Any further ideas on what’s wrong here?
It’s funny that you should mention that googlow. I actually thought about that as well, and at one point in time, did do the host hack of /etc/hosts to the same servers in each server, just to see, and nothing changed in that when I was testing. I can certainly try it again with the new changes that’s happened since but I’m betting the result will be the same. As it is I’m using Split DNS and internally, blog.linux-help.org and social.linux-help.org point to CNAME records resulting in lb.linux-help.org, which is the Virtual IP (VIP) for HAproxy which would result in it going there and immediately back.
Problem is. I’m only seeing the queries to WordPress’s wp-admin/friends, not anything coming out of WordPress, so I think this has more to do with a wordpress specific issue. Just WHAT I’m not so sure on.

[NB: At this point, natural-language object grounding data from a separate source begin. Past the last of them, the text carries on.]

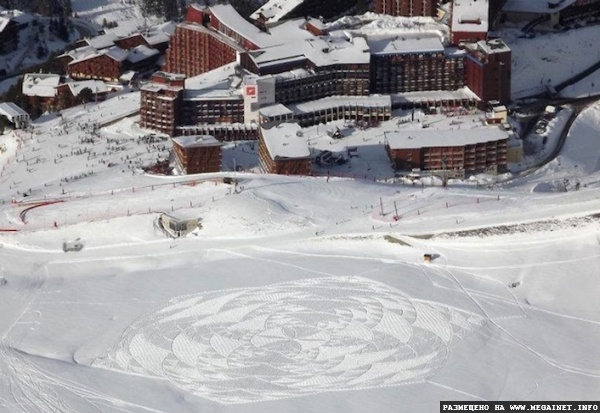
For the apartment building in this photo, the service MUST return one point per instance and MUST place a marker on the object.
(408, 8)
(464, 151)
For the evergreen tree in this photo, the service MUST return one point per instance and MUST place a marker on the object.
(86, 95)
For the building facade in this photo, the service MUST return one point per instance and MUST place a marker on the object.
(195, 49)
(488, 70)
(107, 65)
(470, 151)
(197, 154)
(161, 101)
(283, 150)
(408, 8)
(417, 71)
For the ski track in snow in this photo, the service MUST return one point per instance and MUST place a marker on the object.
(292, 339)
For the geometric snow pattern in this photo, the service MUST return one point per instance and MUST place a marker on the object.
(292, 339)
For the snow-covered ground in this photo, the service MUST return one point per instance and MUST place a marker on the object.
(297, 293)
(125, 13)
(549, 58)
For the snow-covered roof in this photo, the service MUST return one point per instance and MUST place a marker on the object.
(40, 84)
(210, 79)
(337, 101)
(430, 137)
(493, 46)
(127, 76)
(157, 38)
(470, 15)
(285, 141)
(114, 52)
(536, 6)
(80, 53)
(140, 53)
(277, 109)
(219, 35)
(10, 110)
(103, 41)
(435, 95)
(404, 44)
(21, 17)
(335, 50)
(284, 33)
(196, 141)
(274, 10)
(228, 16)
(321, 51)
(157, 87)
(213, 94)
(117, 53)
(96, 86)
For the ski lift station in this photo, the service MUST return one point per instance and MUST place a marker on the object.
(176, 227)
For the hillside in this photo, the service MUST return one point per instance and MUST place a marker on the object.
(289, 297)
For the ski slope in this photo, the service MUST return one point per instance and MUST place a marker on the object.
(298, 293)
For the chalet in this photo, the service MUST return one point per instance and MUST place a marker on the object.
(107, 64)
(283, 150)
(40, 88)
(15, 115)
(197, 154)
(110, 64)
(69, 93)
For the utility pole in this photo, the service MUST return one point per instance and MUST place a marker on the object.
(444, 172)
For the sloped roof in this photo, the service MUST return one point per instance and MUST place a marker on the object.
(103, 41)
(428, 138)
(140, 53)
(40, 84)
(96, 86)
(274, 10)
(11, 110)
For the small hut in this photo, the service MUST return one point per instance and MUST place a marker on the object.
(176, 227)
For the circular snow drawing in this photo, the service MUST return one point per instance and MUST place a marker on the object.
(292, 339)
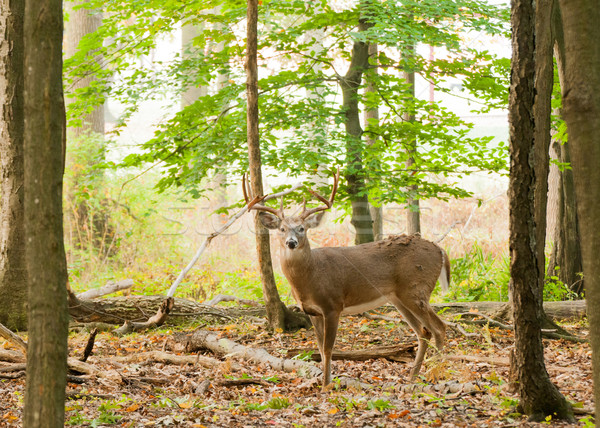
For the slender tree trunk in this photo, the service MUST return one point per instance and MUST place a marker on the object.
(413, 216)
(372, 120)
(565, 260)
(539, 397)
(81, 22)
(274, 306)
(44, 150)
(13, 274)
(86, 142)
(581, 101)
(355, 174)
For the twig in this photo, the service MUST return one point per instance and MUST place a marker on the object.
(155, 321)
(222, 229)
(13, 338)
(226, 298)
(90, 345)
(108, 288)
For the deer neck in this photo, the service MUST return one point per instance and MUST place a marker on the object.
(296, 263)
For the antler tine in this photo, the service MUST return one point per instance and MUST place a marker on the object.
(254, 203)
(328, 202)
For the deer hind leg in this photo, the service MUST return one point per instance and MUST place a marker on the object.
(329, 332)
(423, 334)
(317, 322)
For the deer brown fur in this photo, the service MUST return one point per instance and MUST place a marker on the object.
(329, 282)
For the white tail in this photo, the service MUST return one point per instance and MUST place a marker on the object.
(331, 281)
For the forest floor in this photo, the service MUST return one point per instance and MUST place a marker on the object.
(238, 393)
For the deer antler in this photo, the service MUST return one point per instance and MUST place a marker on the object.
(328, 202)
(253, 204)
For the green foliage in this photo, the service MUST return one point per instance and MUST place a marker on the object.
(555, 289)
(479, 276)
(301, 45)
(379, 404)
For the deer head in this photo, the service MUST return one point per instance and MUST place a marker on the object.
(292, 230)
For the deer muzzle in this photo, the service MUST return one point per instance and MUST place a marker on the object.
(291, 243)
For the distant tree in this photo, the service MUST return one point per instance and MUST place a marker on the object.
(299, 36)
(13, 274)
(581, 101)
(44, 150)
(279, 316)
(539, 397)
(565, 261)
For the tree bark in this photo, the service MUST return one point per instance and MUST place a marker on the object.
(355, 174)
(274, 305)
(581, 101)
(45, 254)
(81, 22)
(372, 120)
(413, 215)
(13, 275)
(538, 396)
(566, 252)
(86, 142)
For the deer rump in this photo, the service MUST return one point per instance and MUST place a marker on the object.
(352, 280)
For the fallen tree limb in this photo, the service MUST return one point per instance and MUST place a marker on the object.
(503, 361)
(222, 229)
(109, 288)
(116, 310)
(166, 358)
(13, 338)
(549, 334)
(226, 298)
(11, 356)
(401, 353)
(154, 321)
(202, 339)
(571, 309)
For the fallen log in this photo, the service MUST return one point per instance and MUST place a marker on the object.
(227, 298)
(156, 320)
(166, 358)
(116, 310)
(569, 309)
(202, 339)
(109, 288)
(404, 353)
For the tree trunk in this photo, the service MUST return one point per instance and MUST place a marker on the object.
(82, 22)
(355, 174)
(413, 216)
(372, 120)
(565, 260)
(581, 101)
(275, 308)
(539, 397)
(13, 275)
(85, 142)
(44, 149)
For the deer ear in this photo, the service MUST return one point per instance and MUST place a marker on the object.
(268, 220)
(314, 220)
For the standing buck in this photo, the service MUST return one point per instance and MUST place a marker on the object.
(332, 281)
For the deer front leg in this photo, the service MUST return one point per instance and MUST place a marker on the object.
(329, 333)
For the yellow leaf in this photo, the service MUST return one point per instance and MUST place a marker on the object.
(186, 404)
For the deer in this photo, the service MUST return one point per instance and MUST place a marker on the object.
(329, 282)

Yep! Each step is helpful, no doubt. I will definitely check out WP Super Cache, because that sounds like a very good thing, specifically. I wasn’t overly impressed with having to configure redis on each part of W3TC anyway as if it’d be any different, and then still not getting the option to even setup which database or prefix.
And to your question, no, there’s no mod_security on my setup. The best I’m planning to do about stuff is separating uid/gid groups of each of the few web applications that have security concerns, so they are isolated down, and do log monitoring for IDS, and restore from backup if/when needed. My stuff is personal and not hypercritical.
Really do appreciate the help!
Okay, that seems to have been W3 Total Cache’s Page Cache. I’ve disabled the page cache for this, and now it’s working. I also noticed W3TC had the option for using Object Caching so I disabled the Redis Object Cache and moved that to just W3TC as well, did several hits, as a logged in user, and non-logged in user, and validated the results.
Seems now, if specifically asking for it, it’s getting application/activity+json
This, however, does not resolve the original problem as it’s still happening.